- Born: Alexandra Daly 1987 (age 38–39) Miami, Florida, U.S.
- Education: Ransom Everglades School Vanderbilt University
- Occupations: Crowdfunding consultant; author;
- Website: daly.nyc

= Alex Daly =

American writer

Alex Daly (born 1987) is an American crowdfunding consultant and author.

== Early life ==
Daly was born in Miami, Florida, where she attended Ransom Everglades High School. She graduated from Vanderbilt University, where she majored in Spanish, Philosophy Honors, and minored in Film Studies. After school, Daly interned at New York Magazine and Spin before working as a fact-checker at WSJ Magazine, and then as a production manager for documentary films.

== Career ==
Daly was the founder of Vann Alexandra, a New York City based consultancy focused on the preparation, promotion, and launch of crowdfunding campaigns on platforms such as Kickstarter and Indiegogo. The company also offered marketing and public relations services, which they refer to as "crowd relations."

Daly specialises in the crowdfunding field, leading her to entitle her book "The Crowdsourceress". As of 2016, Daly raised over $20 million from 100,000 people worldwide. Notable clients include Neil Young, Eric Ries, TLC, filmmaker Gary Hustwit, director Griffin Dunne and producer Annabelle Dunne for the Joan Didion documentary The Center Will Not Hold, film production company Mr.
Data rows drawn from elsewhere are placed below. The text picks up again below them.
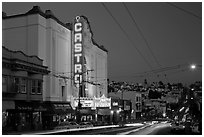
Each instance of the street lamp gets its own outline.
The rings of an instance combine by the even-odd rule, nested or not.
[[[190,68],[191,68],[191,70],[195,70],[195,69],[196,69],[196,65],[195,65],[195,64],[192,64],[192,65],[190,66]]]

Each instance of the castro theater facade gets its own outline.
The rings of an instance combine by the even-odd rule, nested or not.
[[[85,16],[77,16],[72,23],[63,23],[51,10],[43,12],[39,6],[11,16],[3,12],[2,44],[9,50],[37,56],[43,60],[42,65],[48,67],[50,73],[43,77],[42,98],[44,107],[49,110],[45,113],[52,111],[53,114],[46,115],[44,120],[54,125],[65,119],[73,120],[73,110],[78,107],[74,100],[83,102],[87,98],[103,100],[101,105],[93,103],[98,107],[91,107],[93,116],[90,119],[96,119],[98,113],[105,115],[110,107],[104,102],[108,51],[93,39]],[[84,108],[82,114],[86,115],[89,107]]]
[[[93,39],[90,23],[77,16],[72,31],[73,96],[81,121],[109,121],[111,98],[107,98],[107,50]]]

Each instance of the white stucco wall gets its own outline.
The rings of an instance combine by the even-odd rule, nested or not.
[[[3,46],[38,56],[51,71],[44,77],[43,100],[70,101],[71,81],[56,78],[53,74],[70,77],[71,31],[39,14],[4,19],[2,27]],[[61,86],[65,86],[63,97]]]

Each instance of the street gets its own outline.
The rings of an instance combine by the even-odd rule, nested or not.
[[[52,135],[189,135],[185,132],[171,132],[170,123],[136,124],[124,127],[107,127],[93,130],[76,130],[47,133]],[[191,133],[197,135],[197,133]]]

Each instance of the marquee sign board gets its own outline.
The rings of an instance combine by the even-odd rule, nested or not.
[[[83,23],[77,16],[74,22],[74,84],[79,87],[83,71]]]

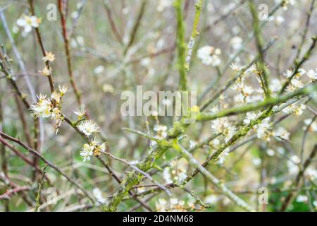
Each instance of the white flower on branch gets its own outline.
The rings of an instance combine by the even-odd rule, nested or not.
[[[244,125],[249,125],[252,120],[256,119],[256,114],[254,112],[247,112],[246,117],[243,119]]]
[[[289,140],[290,139],[290,133],[285,129],[283,127],[278,127],[277,130],[273,132],[273,135],[276,138],[283,140]]]
[[[309,70],[307,73],[306,73],[307,76],[309,77],[310,79],[311,79],[313,81],[315,80],[317,80],[317,69],[316,69],[316,71],[313,71],[313,70]]]
[[[32,105],[30,107],[31,111],[33,112],[36,118],[48,118],[51,116],[51,111],[52,109],[52,105],[49,100],[46,99],[46,95],[39,94],[37,95],[39,101]]]
[[[90,160],[90,157],[94,155],[94,146],[89,145],[88,143],[84,144],[82,150],[80,152],[80,156],[84,162]]]
[[[161,124],[156,124],[154,128],[154,131],[156,132],[156,137],[159,139],[163,139],[167,136],[167,126]]]
[[[295,104],[291,104],[287,107],[282,109],[283,112],[287,114],[292,114],[296,117],[299,117],[302,115],[304,112],[304,110],[306,109],[306,106],[304,105],[300,105],[297,106]]]
[[[92,120],[82,121],[78,126],[78,129],[87,136],[90,136],[94,133],[98,133],[99,131],[99,127]]]
[[[271,129],[271,127],[270,118],[265,119],[261,124],[257,125],[255,128],[258,138],[264,139],[269,141],[271,136],[269,130]]]
[[[43,57],[43,61],[44,62],[53,62],[55,60],[55,55],[53,54],[51,52],[46,52],[45,53],[45,56]]]
[[[270,90],[272,92],[278,92],[282,88],[282,83],[280,79],[274,78],[272,79],[270,84]]]
[[[243,40],[239,37],[235,36],[232,37],[230,40],[230,44],[235,49],[239,49],[242,47]]]

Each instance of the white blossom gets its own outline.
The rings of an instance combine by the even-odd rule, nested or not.
[[[90,136],[93,133],[99,131],[99,127],[92,120],[82,121],[79,126],[78,129],[87,136]]]

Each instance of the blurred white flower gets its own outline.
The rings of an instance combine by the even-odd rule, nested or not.
[[[270,141],[270,133],[268,133],[268,131],[271,129],[271,124],[269,118],[263,119],[262,122],[255,128],[258,138],[265,139],[268,141]]]
[[[275,22],[275,23],[277,25],[280,25],[282,23],[284,23],[284,21],[285,21],[285,19],[282,16],[278,16],[275,18],[274,22]]]
[[[24,28],[24,32],[28,33],[32,30],[32,28],[38,28],[41,20],[35,16],[23,15],[16,21],[16,24]]]
[[[297,203],[304,203],[308,201],[308,197],[306,196],[299,195],[296,198]]]
[[[284,140],[290,139],[290,133],[283,127],[278,127],[277,130],[273,132],[273,135],[278,138],[282,138]]]
[[[266,150],[266,153],[268,154],[268,156],[273,156],[275,154],[275,151],[273,150],[272,149]]]
[[[317,69],[316,69],[316,71],[313,71],[313,70],[309,70],[307,73],[306,73],[307,76],[309,77],[310,79],[311,79],[312,81],[315,81],[317,80]]]
[[[95,74],[99,74],[101,73],[104,71],[104,66],[102,65],[99,65],[98,66],[97,66],[96,68],[94,68],[94,73]]]
[[[233,49],[239,49],[242,46],[242,42],[243,40],[240,37],[235,36],[231,39],[230,44]]]
[[[231,68],[231,69],[232,71],[240,71],[242,69],[242,67],[239,65],[239,64],[237,61],[232,63],[230,65],[230,67]]]
[[[286,72],[283,73],[283,76],[288,78],[292,76],[293,73],[293,70],[287,70]]]
[[[92,190],[92,194],[94,195],[94,198],[96,198],[97,201],[101,204],[106,204],[106,199],[104,198],[102,196],[101,191],[100,191],[98,188],[94,188]]]
[[[247,112],[246,117],[243,119],[243,123],[244,125],[249,125],[251,121],[256,119],[256,114],[254,112]]]
[[[173,4],[172,0],[158,0],[158,4],[156,7],[156,10],[158,12],[162,12],[166,8],[171,6]]]
[[[197,57],[201,60],[202,64],[213,67],[219,66],[221,59],[218,56],[221,54],[220,49],[216,49],[211,46],[204,46],[197,52]]]
[[[173,182],[172,177],[170,174],[170,167],[165,167],[163,170],[163,178],[166,184],[170,184]]]
[[[156,137],[162,139],[167,136],[167,126],[165,125],[156,124],[154,128],[154,131],[156,132]]]

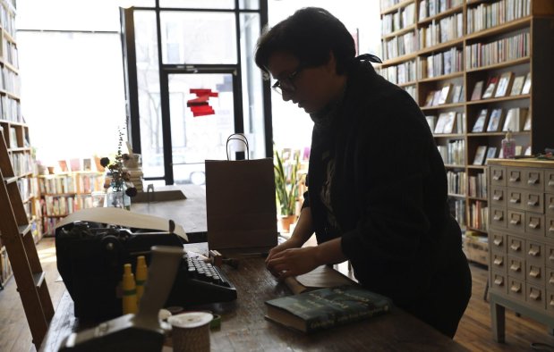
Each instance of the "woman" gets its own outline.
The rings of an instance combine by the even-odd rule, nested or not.
[[[267,258],[279,278],[350,260],[368,289],[454,337],[471,296],[442,159],[421,110],[354,57],[352,36],[320,8],[262,35],[256,64],[314,122],[308,187],[290,239]],[[315,231],[317,247],[302,247]]]

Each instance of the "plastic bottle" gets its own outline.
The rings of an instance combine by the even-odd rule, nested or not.
[[[144,293],[144,285],[146,284],[146,279],[148,278],[148,267],[146,266],[146,260],[144,256],[137,256],[137,302],[141,302],[141,298]]]
[[[502,156],[510,159],[516,156],[516,140],[512,138],[512,131],[507,130],[506,138],[502,139]]]
[[[137,287],[134,282],[134,275],[131,271],[131,264],[124,265],[124,280],[123,280],[124,299],[123,308],[124,314],[130,313],[137,313]]]

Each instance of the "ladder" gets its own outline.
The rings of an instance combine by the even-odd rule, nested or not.
[[[10,258],[33,343],[38,349],[54,316],[54,306],[17,186],[18,180],[10,161],[4,129],[0,127],[0,239]]]

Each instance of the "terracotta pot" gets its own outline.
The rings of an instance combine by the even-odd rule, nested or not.
[[[279,218],[281,221],[281,229],[285,232],[288,232],[291,229],[291,224],[296,221],[296,215],[281,215]]]

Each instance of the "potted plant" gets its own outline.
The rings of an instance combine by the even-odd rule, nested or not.
[[[283,152],[274,150],[275,191],[279,209],[281,228],[290,230],[291,223],[296,221],[296,199],[298,198],[297,173],[300,166],[300,153],[295,152],[294,160],[288,163],[284,160]]]

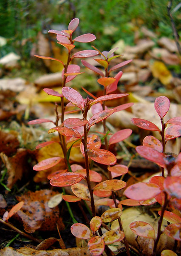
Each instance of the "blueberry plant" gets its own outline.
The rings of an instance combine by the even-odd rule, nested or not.
[[[58,143],[62,147],[64,157],[57,157],[43,160],[34,166],[33,169],[36,171],[45,170],[55,166],[61,161],[65,162],[66,166],[65,169],[52,173],[48,178],[50,180],[50,184],[53,186],[62,188],[71,186],[74,195],[65,195],[64,193],[62,196],[63,199],[67,202],[75,202],[81,200],[90,202],[92,218],[90,221],[88,219],[87,225],[78,223],[74,219],[74,223],[71,227],[71,232],[76,237],[88,239],[88,248],[93,256],[100,255],[104,250],[108,255],[113,255],[107,245],[120,241],[125,244],[127,255],[130,255],[130,245],[125,237],[120,218],[122,212],[122,205],[130,206],[144,205],[143,201],[146,200],[147,203],[144,203],[144,205],[158,202],[161,206],[161,210],[158,213],[160,218],[156,236],[153,228],[146,222],[134,221],[130,225],[130,228],[137,236],[154,240],[153,255],[155,256],[158,242],[162,233],[161,227],[163,218],[171,223],[164,231],[165,234],[176,241],[181,239],[181,218],[178,215],[172,212],[173,209],[181,209],[181,154],[180,154],[175,157],[165,153],[167,142],[181,135],[181,117],[172,118],[166,123],[164,122],[164,117],[169,110],[170,102],[166,97],[161,96],[156,99],[155,103],[156,110],[161,119],[162,128],[161,131],[156,125],[148,121],[138,118],[132,119],[133,123],[138,127],[150,131],[157,131],[161,134],[162,143],[153,136],[147,136],[143,141],[143,145],[137,147],[136,150],[141,156],[159,165],[161,167],[162,175],[154,176],[148,183],[139,182],[129,186],[124,191],[125,195],[129,199],[119,202],[116,199],[114,192],[125,188],[126,183],[121,179],[114,178],[125,174],[128,172],[128,169],[124,165],[116,164],[116,158],[110,151],[110,146],[127,138],[131,134],[132,131],[130,129],[122,130],[112,134],[110,137],[109,132],[106,128],[106,119],[114,113],[130,107],[133,103],[127,103],[113,108],[108,108],[106,106],[106,102],[107,100],[113,100],[128,95],[127,93],[113,93],[117,89],[118,83],[122,72],[119,71],[114,77],[111,76],[111,74],[112,71],[129,64],[132,60],[122,62],[110,67],[111,60],[120,56],[120,55],[114,55],[117,48],[111,49],[108,52],[101,52],[93,47],[93,50],[85,50],[73,53],[75,42],[90,42],[96,39],[96,37],[91,34],[86,34],[74,38],[74,32],[79,23],[79,19],[75,18],[69,23],[68,30],[62,31],[51,30],[49,31],[56,34],[58,43],[67,49],[68,57],[66,63],[54,58],[36,55],[41,58],[60,62],[64,66],[62,73],[62,93],[50,88],[44,89],[48,94],[61,98],[61,113],[59,113],[57,105],[56,104],[54,122],[42,119],[30,121],[29,124],[53,122],[55,127],[50,129],[48,132],[58,132],[59,139]],[[99,55],[98,58],[94,59],[104,69],[104,73],[85,60],[81,61],[85,67],[100,76],[97,81],[103,86],[103,96],[96,98],[83,88],[88,95],[93,98],[90,99],[88,96],[85,99],[83,99],[78,91],[67,86],[69,81],[82,73],[80,72],[79,66],[71,63],[75,58],[84,58],[97,55]],[[64,97],[69,102],[66,105],[65,105]],[[93,115],[89,119],[88,112],[89,110],[91,110]],[[65,114],[77,111],[82,112],[82,118],[65,119]],[[93,134],[90,131],[91,126],[101,121],[102,121],[104,128],[104,140],[102,140],[104,141],[104,148],[101,148],[102,143],[99,137],[96,134]],[[172,124],[172,125],[165,130],[168,124]],[[109,140],[108,140],[109,137]],[[68,146],[70,144],[68,144],[68,143],[70,141],[71,142],[71,146]],[[78,164],[71,165],[69,163],[72,147],[74,143],[77,143],[78,142],[80,151],[84,157],[85,169]],[[38,145],[37,148],[56,143],[57,142],[52,140],[46,142]],[[108,179],[102,181],[102,176],[90,168],[90,160],[105,166],[105,171],[107,171],[109,173]],[[167,171],[166,177],[166,169]],[[79,182],[83,179],[85,180],[87,185]],[[92,187],[91,181],[97,182],[97,185]],[[63,189],[65,192],[63,188]],[[96,211],[94,195],[103,198],[96,202],[96,205],[110,207],[110,209],[104,212],[100,216],[97,215]],[[112,198],[110,198],[111,196]],[[88,219],[87,217],[86,218]],[[120,230],[110,230],[109,226],[105,224],[116,219],[118,220]],[[107,230],[104,234],[101,228],[102,226]],[[166,255],[164,253],[162,252],[162,256]]]

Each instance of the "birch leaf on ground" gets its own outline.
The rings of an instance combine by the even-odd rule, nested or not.
[[[35,255],[36,256],[90,256],[88,249],[86,247],[68,248],[68,249],[55,249],[48,250],[37,250],[30,247],[23,247],[14,249],[12,247],[6,247],[0,250],[1,256],[27,256]]]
Mudd for the Einstein on the Beach documentary, British journalist Eliot Higgins of Bellingcat, and Pentagram partner Marina Willer.

In 2016, she was named a Forbes 30 Under 30 in the Marketing & Advertising category.

In 2019, Vann Alexandra and Daly's PR company DalyPR merged and rebranded into Daly, a marketing and PR company offering publicity, crowdfunding and events services.